Wednesday, February 11, 2015

6 Question About Your Reliability Vision That You Need To Answer.

Is your reliability vision driving you forward or is it just something you hang on the wall or put on the back of your business card?
Here are six questions you might use to bring your vision to the forefront and driving effective change in your organization.
1. First have you created a reliability or asset management vision? Is it clear, concise, memorable, and easily explained to anyone in the organization?
2. Have you and your leadership team practiced communicating the vision in your own words? Ensure that even though you convey the vision in different words that the organizations hears the same message.
3. Have you shared it with the whole organization and with multiple medias? Share it through video, text like brochures and emails, two way conversation, and training to all parts of the site.
4. Did your check for understanding? Two way communication is key when it comes to ensuring that what was said was heard and interpreted correctly. Ask questions. Listen intently.

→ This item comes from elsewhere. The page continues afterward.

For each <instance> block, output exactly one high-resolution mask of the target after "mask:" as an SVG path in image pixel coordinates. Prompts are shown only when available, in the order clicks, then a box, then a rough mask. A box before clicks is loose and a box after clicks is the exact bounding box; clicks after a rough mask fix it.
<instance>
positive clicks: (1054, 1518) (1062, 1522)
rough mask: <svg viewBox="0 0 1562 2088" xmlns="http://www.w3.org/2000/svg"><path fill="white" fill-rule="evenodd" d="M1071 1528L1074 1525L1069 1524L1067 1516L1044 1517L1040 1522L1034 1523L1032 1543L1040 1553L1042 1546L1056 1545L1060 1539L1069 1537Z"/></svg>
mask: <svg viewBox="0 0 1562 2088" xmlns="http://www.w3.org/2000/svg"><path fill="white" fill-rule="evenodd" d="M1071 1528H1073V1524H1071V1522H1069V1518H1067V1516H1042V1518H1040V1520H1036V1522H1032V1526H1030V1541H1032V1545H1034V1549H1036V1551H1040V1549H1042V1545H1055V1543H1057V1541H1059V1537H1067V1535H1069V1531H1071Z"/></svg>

5. Have you empowered others to act toward the vision with a plan and deadlines for completion?
It is critical to have a master plan to learn more about it click here
6. Did you celebrate your success? As the organization completes steps in the plan and moves closer to the vision, celebrate those completed steps. Use them to create a pull in the organization for the elements of the vision. This will make getting to that vision much easier and efficient.
These are 6 questions that many miss and hopefully you can use this as a checklist prior to or during your improvement project.